Determine Risk for Post Deployment/Background Migrations in relation to Release Preparation
Problem Statement
We need clarification on where we may determine a breakpoint for when migrations are running and when said migration is safe for release.
Today
We have 3 types of database migrations:
- Regular migrations - usually schema changes or data modifications that are quick
- Post Deployment migrations - executed after a deployment due to application requirements
- Background migrations - Long running determined by the data and method of being modified
Risk Assessment
Currently we only validate that the post deployment migrations have been executed, we do not validate that migrations are complete. This means if a long running migration were to be running at the time that Release Managers begin release procedures, a migration may be active. The primary question here is, is there risk in this or perhaps another statement what level of risk are we subject to?
Questions
GitLab has a giant database. It would be very common for large migrations of data to take a long time. If checking that a PDM runs, we'll know if we harm the database as we'll end up causing some sort of incident.
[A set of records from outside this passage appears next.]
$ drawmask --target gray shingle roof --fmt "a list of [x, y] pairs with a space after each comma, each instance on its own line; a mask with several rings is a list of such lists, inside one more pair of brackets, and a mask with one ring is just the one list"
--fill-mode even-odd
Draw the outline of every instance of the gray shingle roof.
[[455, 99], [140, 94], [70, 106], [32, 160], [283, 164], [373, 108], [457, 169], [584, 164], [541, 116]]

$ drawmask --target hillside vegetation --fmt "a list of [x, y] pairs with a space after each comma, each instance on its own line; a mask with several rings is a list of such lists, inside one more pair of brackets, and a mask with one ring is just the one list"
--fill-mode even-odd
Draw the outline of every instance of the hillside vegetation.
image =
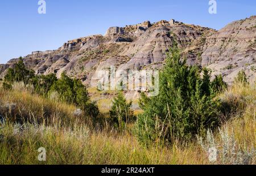
[[142, 94], [135, 117], [121, 92], [109, 117], [78, 80], [19, 64], [1, 88], [0, 164], [255, 164], [256, 85], [242, 71], [227, 88], [221, 76], [211, 81], [208, 70], [187, 66], [174, 46], [159, 95]]

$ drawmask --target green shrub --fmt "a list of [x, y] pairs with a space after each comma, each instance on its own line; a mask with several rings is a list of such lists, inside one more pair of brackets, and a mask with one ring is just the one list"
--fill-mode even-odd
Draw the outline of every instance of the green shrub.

Since we do not wait for lengthy background migrations to complete, I wonder if we are missing potential failure scenarios that our self managed users would be subject too,
Exit Criterion
-
Assess risk - reach out to dev teams as necessary to help us determine an answer -
If we want to wait for the PDM to complete, we'll have a bit of work to do, create the necessary issues to ensure that we check the PDM up to the selected sha for release and validate that all migrations have completed. -
If we deem this risk low, document, and close